Papan reklame dan seruan yang menuntut keluarga mengembalikan "uang curian" negara itu adalah pemandangan umum pada unjuk rasa di Sri Lanka.
Anjloknya reputasi Rajapaksa menyebabkan perpecahan dalam keluarga tersebut.
Pada akhir April, berbagai laporan menyebutkan keretakan yang semakin besar antara Mahinda Rajapaksa dan Gotabaya Rajapaksa, diikuti perebutan kekuasaan antara dua bersaudara itu untuk mengendalikan pendukung mereka.
"Gota Go Home"
Kesulitan ekonomi telah mendorong banyak kalangan yang tadinya memilih Gotabaya tapi kini membawa spanduk bertuliskan "Gota Go Home".
Kalimat itu bermakna ganda.
"Gota pulanglah" barangkali plesetan dari ungkapan bahasa Inggris "gotta go home" serta Gota yang merujuk nama panggilan sang Presiden.

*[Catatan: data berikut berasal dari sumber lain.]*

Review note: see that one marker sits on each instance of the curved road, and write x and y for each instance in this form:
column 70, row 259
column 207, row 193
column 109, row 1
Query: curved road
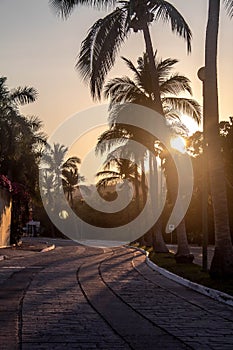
column 78, row 297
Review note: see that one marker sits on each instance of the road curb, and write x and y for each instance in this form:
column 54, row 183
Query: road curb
column 47, row 249
column 212, row 293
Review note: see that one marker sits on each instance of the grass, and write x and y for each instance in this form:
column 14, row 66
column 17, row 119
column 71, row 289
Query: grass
column 191, row 272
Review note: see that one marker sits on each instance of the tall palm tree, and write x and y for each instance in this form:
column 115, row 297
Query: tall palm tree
column 71, row 177
column 99, row 48
column 54, row 158
column 140, row 91
column 222, row 263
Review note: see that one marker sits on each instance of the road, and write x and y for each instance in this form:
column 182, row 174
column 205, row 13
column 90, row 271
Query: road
column 77, row 297
column 197, row 252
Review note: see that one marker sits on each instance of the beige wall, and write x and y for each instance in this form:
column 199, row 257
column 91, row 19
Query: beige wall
column 5, row 217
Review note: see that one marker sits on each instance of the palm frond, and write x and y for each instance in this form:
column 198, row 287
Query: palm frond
column 104, row 182
column 109, row 139
column 185, row 106
column 64, row 8
column 168, row 13
column 175, row 85
column 164, row 68
column 107, row 172
column 122, row 90
column 99, row 49
column 24, row 95
column 131, row 66
column 229, row 7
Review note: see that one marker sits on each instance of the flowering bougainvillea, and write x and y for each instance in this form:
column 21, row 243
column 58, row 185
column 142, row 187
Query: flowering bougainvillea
column 5, row 183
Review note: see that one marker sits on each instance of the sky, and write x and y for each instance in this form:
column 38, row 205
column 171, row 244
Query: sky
column 39, row 49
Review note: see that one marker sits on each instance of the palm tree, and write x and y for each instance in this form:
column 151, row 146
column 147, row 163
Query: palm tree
column 99, row 48
column 140, row 91
column 71, row 177
column 222, row 263
column 54, row 158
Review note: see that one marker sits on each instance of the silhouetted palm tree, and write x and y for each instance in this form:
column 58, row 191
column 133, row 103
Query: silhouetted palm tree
column 99, row 48
column 140, row 91
column 222, row 263
column 71, row 177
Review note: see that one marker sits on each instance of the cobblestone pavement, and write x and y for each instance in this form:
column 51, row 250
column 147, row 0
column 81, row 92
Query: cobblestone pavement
column 77, row 297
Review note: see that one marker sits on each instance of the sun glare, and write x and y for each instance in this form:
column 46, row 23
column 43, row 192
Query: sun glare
column 178, row 143
column 190, row 124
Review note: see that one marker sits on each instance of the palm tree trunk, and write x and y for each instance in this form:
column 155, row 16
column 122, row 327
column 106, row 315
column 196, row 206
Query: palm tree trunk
column 222, row 263
column 159, row 245
column 183, row 253
column 155, row 80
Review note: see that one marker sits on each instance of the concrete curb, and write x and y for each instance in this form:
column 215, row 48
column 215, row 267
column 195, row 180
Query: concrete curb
column 212, row 293
column 47, row 249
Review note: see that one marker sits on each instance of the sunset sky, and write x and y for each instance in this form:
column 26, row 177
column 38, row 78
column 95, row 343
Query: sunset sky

Para pengunjuk rasa anti-pemerintah menyerbu kediaman resmi PM setelah kawanan pro-pemerintah pergi ke lokasi unjuk rasa damai di dekat situ dan menyerang para demonstran tersebut.
Tak lama kemudian, bentrokan menyebar ke seluruh negeri, dan pengunjuk rasa yang marah membakar beberapa properti milik keluarga Rajapaksa, termasuk rumah keluarga mereka di Hambantota.
Para pengunjuk rasa juga menghancurkan makam orangtua Rajapaksa serta tugu peringatan yang didedikasikan untuk mereka.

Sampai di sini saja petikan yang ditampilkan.